Statistics and reproducibility
For animal experiments, data were expressed as means ± SEM, and statistics were analyzed with the GraphPad Prism software. Experiments were performed following a randomized block design. Littermates kept in the same cage since weaning were used whenever possible. The experiment was blinded before experimental analysis. For human breast carcinoma cell lines, P values were generated using the Student’s t test (unpaired, two tailed); P < 0.05 was considered significant. Error bars were calculated as SE in all the statistical analysis shown. Number of independent experiments is indicated in the figure legends.
Statistical analyses in METABRIC dataset
Transcriptomic and clinical data from the METABRIC breast cancer dataset (75, 76) were downloaded from the cBioPortal for Cancer Genomics database (77). Association of gene expression with molecular features (PAM50 subtype and ER status) was evaluated using a linear model, while a Cox model was fitted to assess association with overall survival. Statistical significance was assessed using the corresponding F tests of log-likelihood ratio tests. A Wald test was used for pairwise comparisons when necessary. In all cases, the cohort of origin of the sample was included as a covariate in the models.
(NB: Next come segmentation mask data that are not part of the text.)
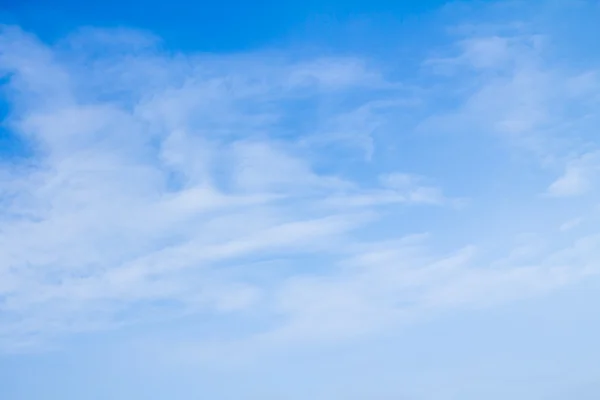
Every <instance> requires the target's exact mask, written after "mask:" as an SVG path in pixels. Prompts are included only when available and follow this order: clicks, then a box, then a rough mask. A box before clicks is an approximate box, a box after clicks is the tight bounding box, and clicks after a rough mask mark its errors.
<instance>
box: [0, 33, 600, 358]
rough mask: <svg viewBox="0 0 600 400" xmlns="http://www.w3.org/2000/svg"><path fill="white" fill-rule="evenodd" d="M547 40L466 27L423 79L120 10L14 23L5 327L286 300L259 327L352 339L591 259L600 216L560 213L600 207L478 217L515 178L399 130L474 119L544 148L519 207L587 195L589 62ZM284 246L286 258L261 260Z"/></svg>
mask: <svg viewBox="0 0 600 400" xmlns="http://www.w3.org/2000/svg"><path fill="white" fill-rule="evenodd" d="M507 32H508V33H507ZM548 42H549V40H547V39H546V37H545V35H543V34H539V33H537V32H524V31H523V30H522V29H521V30H519V32H511V31H510V30H508V31H507V30H506V29H505V30H503V31H502V32H497V33H494V34H490V35H487V36H482V35H480V34H477V35H470V36H466V37H461V38H459V39H458V40H457V41H456V42H455V43H453V44H452V45H451V46H448V47H445V48H443V49H442V50H439V51H437V53H436V54H438V55H436V56H435V57H432V58H431V59H429V60H425V61H424V62H423V66H424V70H423V71H421V73H422V74H423V75H424V76H422V77H420V78H419V82H418V83H415V82H400V81H398V80H396V79H391V78H390V77H389V76H387V75H386V74H385V73H384V72H382V71H381V70H379V69H377V68H376V67H375V66H374V65H376V63H371V62H370V60H368V59H366V58H364V57H363V58H360V57H324V58H309V57H298V56H295V57H291V56H289V55H286V54H285V53H283V52H279V53H268V52H258V53H249V54H238V55H188V54H168V53H167V52H164V51H161V50H160V48H159V46H158V43H159V41H158V40H157V39H156V38H154V37H151V36H147V35H144V34H140V33H137V32H131V31H109V30H83V31H81V32H79V33H77V34H74V35H73V36H71V37H69V38H67V39H65V40H63V41H62V42H60V43H58V44H56V45H52V46H51V45H48V44H45V43H42V42H40V41H39V40H38V39H36V38H35V37H33V36H32V35H28V34H27V33H24V32H22V31H21V30H20V29H18V28H15V27H5V28H3V30H2V34H1V35H0V49H2V50H1V51H0V71H2V73H3V74H4V75H5V76H6V77H7V80H6V83H5V84H4V86H3V90H4V93H5V95H6V99H7V100H8V102H9V105H10V113H9V116H8V118H7V119H6V121H5V124H6V126H7V128H8V129H9V131H10V134H11V135H13V136H14V140H18V141H21V142H22V143H23V144H24V146H25V148H26V149H27V150H26V151H25V153H26V154H13V155H11V156H10V157H6V159H5V160H4V161H3V163H2V167H1V168H2V169H1V170H0V172H1V175H0V204H1V205H2V208H1V210H0V310H1V311H2V314H1V316H0V322H1V323H0V326H1V327H0V345H1V347H2V348H4V349H13V348H15V347H17V346H18V345H19V344H21V345H23V346H25V345H30V344H31V343H40V342H46V341H48V340H51V339H52V338H53V337H56V336H61V335H68V334H73V333H77V332H81V331H90V330H91V331H95V330H102V329H111V328H115V327H118V326H120V325H123V324H131V323H136V322H138V321H147V320H154V319H159V320H160V319H163V318H165V319H166V318H174V317H177V316H181V315H189V314H203V313H211V314H215V315H219V316H223V315H225V314H230V315H234V316H239V315H258V316H260V319H261V320H264V319H267V320H269V321H270V322H269V324H266V325H268V326H261V327H258V328H257V329H256V331H255V332H254V333H252V334H248V335H247V336H246V337H243V338H240V343H244V344H243V345H247V344H248V343H253V344H257V343H258V344H265V343H269V344H273V343H277V342H284V343H289V342H290V341H300V340H311V341H313V340H317V341H318V340H327V339H339V338H345V337H354V336H356V335H361V334H367V333H373V332H377V331H380V330H382V329H385V328H386V327H390V326H395V324H398V323H402V322H405V321H408V320H412V319H414V318H419V317H420V316H423V315H428V314H429V313H432V312H435V311H436V310H441V309H446V308H454V307H480V306H489V305H493V304H496V303H498V302H504V301H509V300H515V299H519V298H523V297H528V296H532V295H536V294H540V293H545V292H547V291H549V290H551V289H553V288H556V287H559V286H562V285H566V284H569V283H571V282H574V281H577V280H580V279H584V278H585V277H586V276H589V275H592V274H596V273H597V272H598V271H599V269H598V268H599V266H598V265H597V261H596V260H597V259H598V255H599V254H598V251H599V250H598V249H600V246H599V243H598V237H597V232H596V231H595V230H594V229H592V228H589V229H586V228H585V224H581V225H582V229H581V230H579V229H569V227H570V226H571V225H572V226H573V227H574V226H575V225H573V224H570V225H569V224H568V226H567V225H565V222H564V221H565V220H566V218H565V217H568V218H570V219H569V220H573V218H575V217H576V218H582V215H584V214H585V213H586V212H587V211H586V210H577V211H578V215H577V216H570V215H565V214H567V213H564V212H563V213H561V214H560V215H557V216H556V218H554V217H552V218H549V220H550V221H551V223H554V224H555V226H554V231H553V232H552V233H547V232H545V230H546V228H547V225H542V224H535V223H532V224H531V225H530V226H528V227H527V228H528V229H529V230H531V231H534V232H536V233H538V234H540V235H542V239H539V240H538V239H537V238H536V237H535V236H531V237H530V236H527V238H529V239H527V240H525V243H523V241H521V242H519V243H517V244H515V242H514V240H513V239H514V237H522V236H519V235H520V234H522V233H523V232H521V231H519V229H520V228H516V227H515V228H514V229H513V230H512V231H511V234H510V235H508V236H507V235H505V236H502V235H501V233H496V232H494V231H493V229H494V228H493V226H492V224H490V226H489V227H488V228H486V229H489V231H488V232H485V233H483V232H480V233H476V234H474V235H472V234H471V235H470V234H469V232H468V230H467V229H466V228H465V229H463V224H465V225H467V224H469V223H473V222H472V221H481V220H485V219H486V218H489V216H490V215H491V214H493V213H494V212H496V211H497V210H498V209H500V208H501V207H504V203H503V202H502V199H501V197H502V193H500V194H499V196H496V195H495V196H493V197H494V201H493V202H492V201H491V200H489V198H485V199H483V198H477V197H476V196H475V195H477V194H478V193H479V192H478V191H477V190H476V189H477V188H476V187H473V186H476V183H475V184H473V185H471V186H469V185H467V184H464V182H467V181H469V179H470V176H468V175H467V176H462V175H461V176H459V177H458V178H456V179H454V180H452V179H450V180H443V179H441V178H440V177H437V176H430V175H429V173H428V171H430V169H429V168H427V165H422V164H420V163H419V162H418V160H419V158H420V157H422V156H423V157H424V156H426V155H427V154H426V153H427V151H428V149H427V148H424V149H420V150H419V151H421V152H422V153H418V152H416V151H415V153H416V154H413V151H412V150H411V148H410V147H403V143H406V142H407V140H408V139H407V138H409V139H411V140H415V141H416V140H421V139H422V137H423V135H427V134H430V133H431V132H435V133H437V134H440V133H441V134H444V135H446V138H447V137H448V135H450V137H451V140H450V141H455V142H458V143H460V144H461V146H462V145H463V144H464V147H465V152H464V154H467V153H468V151H469V150H468V149H469V144H470V142H471V140H470V138H471V137H474V136H473V135H479V137H485V138H487V139H486V140H487V142H486V143H489V146H490V147H494V146H495V147H494V149H495V152H496V153H500V154H501V156H502V157H504V158H506V159H508V158H509V157H510V156H511V151H510V150H506V149H518V151H519V152H524V153H525V154H527V155H528V156H530V155H532V156H533V157H531V158H533V159H535V162H534V164H535V167H534V168H532V170H531V171H523V173H529V174H534V175H535V180H534V181H535V182H536V184H539V187H536V188H534V189H532V190H531V192H532V193H530V194H531V195H530V196H529V197H527V198H526V199H524V200H523V199H520V201H521V200H522V202H521V203H522V204H520V205H519V206H517V207H515V210H514V211H515V215H517V214H519V213H522V212H523V211H522V210H524V209H538V210H539V209H545V207H547V209H548V210H550V209H551V207H553V205H552V204H554V203H552V204H550V203H549V202H552V201H554V200H553V199H550V198H549V196H539V194H540V193H543V192H547V193H548V194H552V195H554V196H571V195H582V196H583V195H584V194H588V195H590V196H593V194H594V191H593V190H592V189H593V188H594V185H595V183H594V182H595V180H596V179H597V175H598V165H599V164H598V162H597V161H598V160H597V152H598V149H597V147H598V140H597V138H596V137H595V136H594V133H593V132H594V131H593V129H592V128H593V127H594V126H595V125H594V124H595V123H596V122H598V121H597V120H598V117H599V114H598V112H597V101H598V92H597V90H596V89H595V88H597V86H594V85H595V84H597V79H596V77H597V73H596V71H595V70H593V69H589V68H588V69H586V70H582V69H574V68H567V67H565V66H563V65H560V63H557V62H556V61H555V60H553V59H552V57H550V56H549V54H551V53H552V51H551V49H549V48H548ZM446 53H447V54H446ZM439 54H442V56H439ZM428 79H431V82H435V83H431V86H428V82H429V80H428ZM416 85H420V86H421V88H420V90H418V91H417V92H418V93H419V94H420V95H419V96H418V98H416V97H415V95H414V91H412V92H411V91H410V90H409V89H407V88H408V87H413V88H414V86H416ZM448 98H450V99H451V100H452V101H451V102H450V103H452V105H450V106H449V105H448V103H449V102H448V101H447V100H448ZM415 109H416V110H417V111H418V113H415ZM399 114H402V115H405V116H407V118H406V121H415V120H416V122H415V123H414V125H412V126H411V125H410V124H409V123H407V124H405V125H403V126H402V127H398V126H395V125H394V123H396V122H397V121H398V120H399V119H398V118H397V116H398V115H399ZM417 114H418V116H417V117H414V115H417ZM421 116H422V117H421ZM409 117H414V118H409ZM383 130H384V131H385V134H380V133H381V131H383ZM452 135H456V136H455V137H454V136H452ZM465 135H466V139H465ZM403 141H404V142H403ZM498 143H501V144H502V146H504V145H506V148H502V147H501V146H500V145H498ZM511 146H512V147H511ZM432 147H433V146H432ZM390 148H391V149H397V152H396V153H394V154H393V157H390V156H389V154H390V152H389V149H390ZM398 149H400V150H398ZM386 152H387V153H386ZM349 154H351V155H352V157H349V156H348V155H349ZM385 154H387V156H386V157H387V159H390V158H391V159H392V160H391V161H390V160H387V161H385V162H383V161H382V160H383V159H386V157H384V155H385ZM463 156H464V155H463V154H455V155H454V157H456V158H458V157H463ZM415 160H416V161H415ZM409 161H410V162H409ZM490 162H491V161H490ZM408 166H411V167H410V168H409V167H408ZM415 166H416V167H415ZM419 167H420V168H419ZM445 168H446V169H452V168H453V164H452V165H450V164H448V165H447V166H446V167H445ZM477 168H478V166H473V169H477ZM473 172H474V173H475V172H476V171H473ZM561 174H562V175H561ZM487 179H488V180H494V179H506V177H505V176H504V175H503V174H498V177H496V176H489V177H487ZM552 181H554V183H551V182H552ZM549 182H550V183H549ZM504 183H505V184H506V185H508V186H510V182H506V181H505V182H504ZM455 186H456V187H460V188H465V187H467V188H469V189H461V190H455V189H454V187H455ZM471 189H472V190H471ZM506 195H508V194H506ZM473 196H475V197H473ZM465 198H469V201H470V202H472V203H474V204H475V206H474V207H473V208H470V207H468V206H467V207H462V208H461V207H455V206H456V205H463V206H464V205H465V204H466V203H465V202H464V199H465ZM498 198H500V200H498ZM486 201H487V203H486ZM567 201H568V200H567ZM589 201H590V202H593V201H594V199H591V200H589ZM469 204H471V203H469ZM586 204H587V203H586ZM421 207H436V209H435V215H439V216H440V220H442V222H444V221H445V222H444V223H445V224H446V225H445V231H444V229H440V228H439V223H436V221H433V222H432V221H431V220H428V219H427V218H422V219H423V221H421V220H420V219H421V216H422V215H423V214H422V211H419V209H420V208H421ZM433 210H434V209H433V208H431V212H432V213H434V211H433ZM482 210H483V211H482ZM511 211H512V210H511ZM588 211H589V210H588ZM413 212H414V214H415V216H414V217H411V215H410V214H411V213H413ZM588 214H589V215H592V214H593V213H592V212H591V211H589V213H588ZM432 215H433V214H432ZM589 218H590V220H591V219H592V217H589ZM546 222H547V221H544V223H546ZM436 230H439V231H442V232H445V234H446V235H447V236H448V237H445V238H444V237H443V236H442V237H441V238H440V236H436ZM423 232H429V234H421V233H423ZM544 232H545V233H544ZM442 235H443V234H442ZM480 236H486V237H488V238H497V240H498V242H499V243H498V246H497V248H491V247H490V246H489V243H486V242H485V240H482V238H481V237H480ZM461 241H462V243H459V244H458V245H457V244H456V242H461ZM540 243H551V244H552V245H553V247H552V250H551V251H549V250H547V248H545V247H544V246H543V245H541V244H540ZM307 258H309V259H310V261H306V259H307ZM275 259H285V260H287V261H288V262H289V263H290V265H291V267H290V268H288V269H286V270H281V271H274V270H267V271H258V270H256V269H255V265H256V264H255V262H256V261H269V260H275ZM257 318H258V317H257ZM258 325H260V324H258ZM259 347H260V346H258V348H259Z"/></svg>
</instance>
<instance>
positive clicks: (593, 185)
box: [548, 153, 600, 197]
mask: <svg viewBox="0 0 600 400" xmlns="http://www.w3.org/2000/svg"><path fill="white" fill-rule="evenodd" d="M599 172H600V157H599V156H598V153H588V154H584V155H582V156H579V157H577V158H575V159H574V160H571V161H569V162H568V164H567V166H566V168H565V172H564V174H563V175H562V176H561V177H559V178H558V179H557V180H556V181H554V182H553V183H552V184H551V185H550V187H548V194H549V195H551V196H555V197H569V196H578V195H582V194H585V193H586V192H588V191H589V190H591V189H592V188H593V187H594V181H595V180H596V178H597V175H598V173H599Z"/></svg>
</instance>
For survival analyses, sample groups of low, medium, and high expression levels were defined using the tertiles of the intensity distribution after correction by cohort effects, as estimated by a linear model in which PAM50 subtypes were included as covariates. Association of gene expression with early relapse was modeled using a step function for a prespecified cutoff of a 10-year follow-up. Hazard ratios and their corresponding 95% confidence intervals were computed as a measure of association. For visualization purposes, Kaplan-Meier curves were estimated for groups of tumors that showed low, medium, or high expression. The threshold for statistical significance was set at 5%. All analyses were conducted with R (78).